The Bradley-Terry model is the bridge between binary comparisons and a continuous score, and it answers a question the preference data leaves open: if all a human ever tells us is that A beat B, where do the numbers a reward model outputs come from? The answer is to assume each item has a hidden score and that the outcome of any matchup is probabilistic, driven entirely by the difference between the two scores. The card gives the formula: the probability that item i beats item j is the exponential of i’s score over the sum of the exponentials of both scores.
That expression simplifies to something already familiar from earlier in the course. The card notes the equivalent form, a sigmoid of the score difference. Dividing the exponential of i’s score by the sum of both exponentials is algebraically the same as applying the logistic sigmoid to the quantity s_i minus s_j, so the whole model reduces to running the score gap through the sigmoid curve drawn below the formula. When the two scores are equal the difference is zero, the sigmoid returns one half, and the matchup is a coin flip. As the gap grows the curve saturates toward one, and a large enough lead makes the outcome nearly certain.
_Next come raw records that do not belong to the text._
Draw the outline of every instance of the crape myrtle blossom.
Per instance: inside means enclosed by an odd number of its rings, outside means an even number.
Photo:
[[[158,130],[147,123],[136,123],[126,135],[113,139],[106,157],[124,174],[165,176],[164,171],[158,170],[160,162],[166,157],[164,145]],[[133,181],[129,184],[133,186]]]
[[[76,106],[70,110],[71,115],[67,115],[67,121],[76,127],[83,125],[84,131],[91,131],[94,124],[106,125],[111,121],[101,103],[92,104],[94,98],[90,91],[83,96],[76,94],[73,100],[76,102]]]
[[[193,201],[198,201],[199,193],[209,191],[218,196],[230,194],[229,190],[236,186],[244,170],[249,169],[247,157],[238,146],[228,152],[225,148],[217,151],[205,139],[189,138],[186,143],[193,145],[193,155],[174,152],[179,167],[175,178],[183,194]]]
The chess example grounds the abstraction. Two players rated 1500 and 1400 differ by 100 points, and running that gap through the model gives the stronger player roughly a 64 percent chance to win. This is not a coincidence of notation. Elo ratings are built on the same pairwise-comparison logic, which is why the card says the math that powers chess rankings also powers preference reward learning. In both cases we never observe a score directly; we observe who beat whom and infer scores that make the observed wins likely.
For RLHF the connection closes the loop. The reward model’s loss on the previous card was the negative log sigmoid of the reward gap between chosen and rejected, which is exactly the Bradley-Terry likelihood of the observed preference. Training the reward model is therefore fitting latent scores to a pile of pairwise outcomes, the same estimation problem as assigning Elo ratings from game results. The scalar reward a response receives is its fitted latent score, meaningful only in relation to other responses rather than on any absolute scale.